La voce dell’ufficiale sfuma in questa scena che si svolge nell’ufficio della base militare dell’aeronautica, mentre elenca i vari benefits di cui ha diritto comunque la famiglia a causa del decesso (tra cui l’accesso a cure mediche gratuite…).

Nel tempo dell’attesa l’aggressione fisica gratuita da parte dei figli dei gestori dello store nei confronti del fratello etilista è l’altro motore filmico che fa schizzare la tensione tra gli eredi dei cowboys e quello dei guerrieri “indiani”. L’attesa della vendetta e della possibile reazione a questa in un contesto in cui non c’è alcuna autorità legittima che tuteli l’incolumità dei cittadini e ne punisca i trasgressori proiettano la vicenda in un continuum storico in cui la violenza era e rimane il rapporto sociale tra questi raggruppamenti umani che si tratti dello stupro travestito da prostituzione, o del linciaggio vero e proprio come strumento per imporre con il terrore il proprio dominio se minacciato.

Ed è significativo che la violenza che si consuma su Wes da parte dei due giovani avviene a causa della sua insistenza nel volergli ricordare un linciaggio di due “cacciatori indiani” avvenuto in passato recente di cui loro padre dovrebbe serbare ricordo, cioè esserne probabilmente il responsabile e non è difficile supporre si tratti proprio dell’uccisione del padre di Wes, di cui non si parla mai esplicitamente nel film.

L’equilibrio dato dall’impunità della sopraffazione si rompe e se ne stabilisce un altro in cui la possibilità di rispondere agli attacchi perpetrati nei confronti dei nativi americani non solo vendica un torto subito, ma stabilisce un precedente: ci sono ancora persone sobrie nella riserva risponde la madre zittendo la gestrice dell’attività commerciale che gli paventa rappresaglie per la giusta punizione inflitta ai suoi figli per ciò che hanno fatto a Wes.
Ed anche il figlio etilista, può farcela, se aiutato a disintossicarsi…

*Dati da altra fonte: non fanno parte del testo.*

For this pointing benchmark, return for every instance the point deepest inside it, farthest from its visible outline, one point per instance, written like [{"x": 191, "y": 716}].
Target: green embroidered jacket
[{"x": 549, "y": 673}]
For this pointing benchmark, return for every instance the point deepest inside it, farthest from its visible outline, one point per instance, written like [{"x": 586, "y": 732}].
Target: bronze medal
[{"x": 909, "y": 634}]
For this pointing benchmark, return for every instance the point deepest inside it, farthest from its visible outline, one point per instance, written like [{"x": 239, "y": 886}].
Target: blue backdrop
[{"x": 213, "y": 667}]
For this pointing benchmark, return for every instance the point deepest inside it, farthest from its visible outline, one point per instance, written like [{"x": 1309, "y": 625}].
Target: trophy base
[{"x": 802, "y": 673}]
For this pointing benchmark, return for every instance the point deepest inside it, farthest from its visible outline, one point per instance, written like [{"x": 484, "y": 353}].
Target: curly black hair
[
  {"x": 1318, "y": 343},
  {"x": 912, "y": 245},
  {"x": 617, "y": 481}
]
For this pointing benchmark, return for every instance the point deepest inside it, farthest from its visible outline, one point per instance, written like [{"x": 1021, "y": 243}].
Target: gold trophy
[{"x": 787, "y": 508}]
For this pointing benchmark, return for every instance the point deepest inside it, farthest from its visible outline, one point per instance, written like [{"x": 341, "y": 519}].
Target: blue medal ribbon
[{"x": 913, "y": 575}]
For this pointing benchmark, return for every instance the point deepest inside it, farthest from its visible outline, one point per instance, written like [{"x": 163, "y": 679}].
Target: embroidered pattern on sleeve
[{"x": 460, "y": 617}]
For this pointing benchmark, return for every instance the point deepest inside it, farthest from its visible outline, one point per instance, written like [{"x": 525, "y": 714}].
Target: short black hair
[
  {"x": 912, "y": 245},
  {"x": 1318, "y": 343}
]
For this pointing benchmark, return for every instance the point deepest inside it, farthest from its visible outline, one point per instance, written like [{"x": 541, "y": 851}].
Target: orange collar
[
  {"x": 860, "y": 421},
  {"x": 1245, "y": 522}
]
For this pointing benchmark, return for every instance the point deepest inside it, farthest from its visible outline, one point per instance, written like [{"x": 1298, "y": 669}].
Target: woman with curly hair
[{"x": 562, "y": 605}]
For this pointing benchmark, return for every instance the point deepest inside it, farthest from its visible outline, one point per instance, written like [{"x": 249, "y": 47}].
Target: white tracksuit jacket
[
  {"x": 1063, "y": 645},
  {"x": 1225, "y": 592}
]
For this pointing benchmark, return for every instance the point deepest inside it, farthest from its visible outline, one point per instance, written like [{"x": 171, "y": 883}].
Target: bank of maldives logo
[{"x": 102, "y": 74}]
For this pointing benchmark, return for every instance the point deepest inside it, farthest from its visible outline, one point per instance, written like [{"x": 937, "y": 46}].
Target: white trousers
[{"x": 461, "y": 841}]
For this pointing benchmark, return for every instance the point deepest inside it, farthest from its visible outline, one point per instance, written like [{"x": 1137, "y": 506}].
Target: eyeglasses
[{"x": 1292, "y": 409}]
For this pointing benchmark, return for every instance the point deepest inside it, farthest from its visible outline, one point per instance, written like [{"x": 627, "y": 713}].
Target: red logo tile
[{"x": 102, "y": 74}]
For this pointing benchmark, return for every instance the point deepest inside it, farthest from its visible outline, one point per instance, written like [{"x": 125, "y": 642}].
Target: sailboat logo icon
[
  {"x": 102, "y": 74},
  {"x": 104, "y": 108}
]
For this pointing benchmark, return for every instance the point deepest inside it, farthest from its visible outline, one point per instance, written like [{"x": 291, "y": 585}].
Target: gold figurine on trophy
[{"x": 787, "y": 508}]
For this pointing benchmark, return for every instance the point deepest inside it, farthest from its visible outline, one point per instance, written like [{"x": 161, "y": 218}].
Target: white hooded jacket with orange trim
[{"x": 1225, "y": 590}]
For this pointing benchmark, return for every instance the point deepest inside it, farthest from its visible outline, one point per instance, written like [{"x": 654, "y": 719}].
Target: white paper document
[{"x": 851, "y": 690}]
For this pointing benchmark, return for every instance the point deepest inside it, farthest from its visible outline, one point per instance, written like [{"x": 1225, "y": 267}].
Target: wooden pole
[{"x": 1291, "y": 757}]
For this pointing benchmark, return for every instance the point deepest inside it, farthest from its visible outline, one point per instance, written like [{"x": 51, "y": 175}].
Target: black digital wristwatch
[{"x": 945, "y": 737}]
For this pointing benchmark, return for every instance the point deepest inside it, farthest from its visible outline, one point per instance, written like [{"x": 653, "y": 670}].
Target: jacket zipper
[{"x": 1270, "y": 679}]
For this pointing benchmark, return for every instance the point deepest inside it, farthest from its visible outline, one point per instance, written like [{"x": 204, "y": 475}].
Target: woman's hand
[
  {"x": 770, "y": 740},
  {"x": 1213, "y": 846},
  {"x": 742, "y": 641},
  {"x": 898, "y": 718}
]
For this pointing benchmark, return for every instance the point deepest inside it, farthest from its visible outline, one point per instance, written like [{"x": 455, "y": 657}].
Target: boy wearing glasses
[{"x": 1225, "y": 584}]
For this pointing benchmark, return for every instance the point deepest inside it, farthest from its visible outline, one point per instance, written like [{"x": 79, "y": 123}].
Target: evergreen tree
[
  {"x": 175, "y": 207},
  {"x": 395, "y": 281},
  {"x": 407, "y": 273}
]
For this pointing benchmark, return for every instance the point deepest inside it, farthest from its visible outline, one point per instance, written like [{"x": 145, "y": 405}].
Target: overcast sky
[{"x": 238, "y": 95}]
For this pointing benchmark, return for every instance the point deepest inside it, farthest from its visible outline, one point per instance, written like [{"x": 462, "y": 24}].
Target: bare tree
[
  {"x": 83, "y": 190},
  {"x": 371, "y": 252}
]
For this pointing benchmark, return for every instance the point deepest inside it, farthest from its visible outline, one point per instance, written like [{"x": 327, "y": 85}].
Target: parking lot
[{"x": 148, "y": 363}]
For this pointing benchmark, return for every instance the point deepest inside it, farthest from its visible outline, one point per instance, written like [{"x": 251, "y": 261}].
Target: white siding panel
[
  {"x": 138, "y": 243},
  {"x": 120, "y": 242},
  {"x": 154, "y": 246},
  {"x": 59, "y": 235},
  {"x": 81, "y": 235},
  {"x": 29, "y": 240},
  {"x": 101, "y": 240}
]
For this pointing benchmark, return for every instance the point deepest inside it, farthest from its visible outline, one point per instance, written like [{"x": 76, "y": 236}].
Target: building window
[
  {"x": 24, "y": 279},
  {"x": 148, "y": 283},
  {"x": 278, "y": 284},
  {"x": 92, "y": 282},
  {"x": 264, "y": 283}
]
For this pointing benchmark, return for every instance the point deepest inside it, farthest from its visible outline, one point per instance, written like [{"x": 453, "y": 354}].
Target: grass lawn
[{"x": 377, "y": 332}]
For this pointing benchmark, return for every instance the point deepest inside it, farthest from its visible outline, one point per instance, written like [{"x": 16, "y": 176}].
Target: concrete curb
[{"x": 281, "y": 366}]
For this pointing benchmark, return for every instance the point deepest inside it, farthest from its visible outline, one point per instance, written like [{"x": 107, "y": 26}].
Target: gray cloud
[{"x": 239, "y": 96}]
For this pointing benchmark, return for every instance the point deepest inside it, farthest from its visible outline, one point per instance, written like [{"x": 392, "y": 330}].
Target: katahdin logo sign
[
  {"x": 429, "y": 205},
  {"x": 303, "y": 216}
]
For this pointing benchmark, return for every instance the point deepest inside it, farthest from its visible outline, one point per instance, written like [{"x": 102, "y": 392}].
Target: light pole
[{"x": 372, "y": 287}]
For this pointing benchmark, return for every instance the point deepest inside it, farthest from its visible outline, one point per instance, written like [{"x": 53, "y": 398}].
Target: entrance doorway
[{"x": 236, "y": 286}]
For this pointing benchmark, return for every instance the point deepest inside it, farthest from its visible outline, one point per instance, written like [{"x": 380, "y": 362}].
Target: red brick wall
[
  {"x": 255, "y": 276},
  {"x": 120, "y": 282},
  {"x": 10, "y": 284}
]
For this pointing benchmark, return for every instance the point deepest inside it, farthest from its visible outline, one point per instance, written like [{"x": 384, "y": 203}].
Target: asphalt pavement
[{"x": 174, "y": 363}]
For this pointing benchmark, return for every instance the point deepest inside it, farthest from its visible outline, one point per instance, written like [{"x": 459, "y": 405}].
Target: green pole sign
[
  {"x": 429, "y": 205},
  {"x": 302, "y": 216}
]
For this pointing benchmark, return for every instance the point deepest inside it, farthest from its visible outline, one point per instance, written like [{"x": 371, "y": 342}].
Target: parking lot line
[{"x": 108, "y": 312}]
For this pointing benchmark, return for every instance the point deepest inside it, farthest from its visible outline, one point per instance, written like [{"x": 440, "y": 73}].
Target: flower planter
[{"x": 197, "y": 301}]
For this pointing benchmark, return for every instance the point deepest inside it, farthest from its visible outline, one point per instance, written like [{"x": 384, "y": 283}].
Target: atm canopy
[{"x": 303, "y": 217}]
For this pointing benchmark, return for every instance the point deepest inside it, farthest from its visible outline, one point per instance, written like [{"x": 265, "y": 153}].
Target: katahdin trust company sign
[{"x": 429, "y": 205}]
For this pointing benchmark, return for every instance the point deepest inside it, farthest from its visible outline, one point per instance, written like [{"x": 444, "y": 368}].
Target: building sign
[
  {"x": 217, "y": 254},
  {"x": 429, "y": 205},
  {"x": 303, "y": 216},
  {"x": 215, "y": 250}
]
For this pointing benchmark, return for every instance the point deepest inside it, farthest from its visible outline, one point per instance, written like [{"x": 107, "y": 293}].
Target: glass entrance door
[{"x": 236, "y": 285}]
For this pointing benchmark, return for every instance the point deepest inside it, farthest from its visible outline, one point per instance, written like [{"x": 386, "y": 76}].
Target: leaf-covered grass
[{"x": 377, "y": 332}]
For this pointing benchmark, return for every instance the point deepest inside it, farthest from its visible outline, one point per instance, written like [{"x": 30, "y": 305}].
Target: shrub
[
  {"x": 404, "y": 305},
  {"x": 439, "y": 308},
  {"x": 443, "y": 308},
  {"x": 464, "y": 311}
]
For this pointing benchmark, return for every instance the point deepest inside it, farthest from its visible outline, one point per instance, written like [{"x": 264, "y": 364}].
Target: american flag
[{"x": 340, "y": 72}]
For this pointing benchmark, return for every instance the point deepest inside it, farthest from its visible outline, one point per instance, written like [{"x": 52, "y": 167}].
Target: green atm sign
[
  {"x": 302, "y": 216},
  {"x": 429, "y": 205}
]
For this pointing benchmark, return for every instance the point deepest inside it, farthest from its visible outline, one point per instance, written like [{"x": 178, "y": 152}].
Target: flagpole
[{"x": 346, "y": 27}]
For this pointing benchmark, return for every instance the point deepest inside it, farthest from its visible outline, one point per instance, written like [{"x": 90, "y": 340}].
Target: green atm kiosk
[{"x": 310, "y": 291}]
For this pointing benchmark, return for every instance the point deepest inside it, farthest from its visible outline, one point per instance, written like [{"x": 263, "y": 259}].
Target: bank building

E in questa riaffermazione di sé e della propria storia di resistenza, che le parole dell’ex leader dell’American Indian Movement, Leonard Peltier, citate all’inizio della recensione ritrovano la loro forza vitale.
Peltier ha scontato ingiustamente 40 anni di carcere e ora settantenne è chiuso dietro le sbarre di una prigione, per avere difeso armi in pugno la propria comunità dagli assalti alla riserva di Pine Ridge, sfuggita alla dinamiche “interne” di perpetuazione della dominazione dello Zio Tom.
La poesia citata si conclude con queste strofe: Voi siete le vostre azioni / voi siete il risultato delle vostre azioni / diventate il vostro messaggio / Voi siete il messaggio.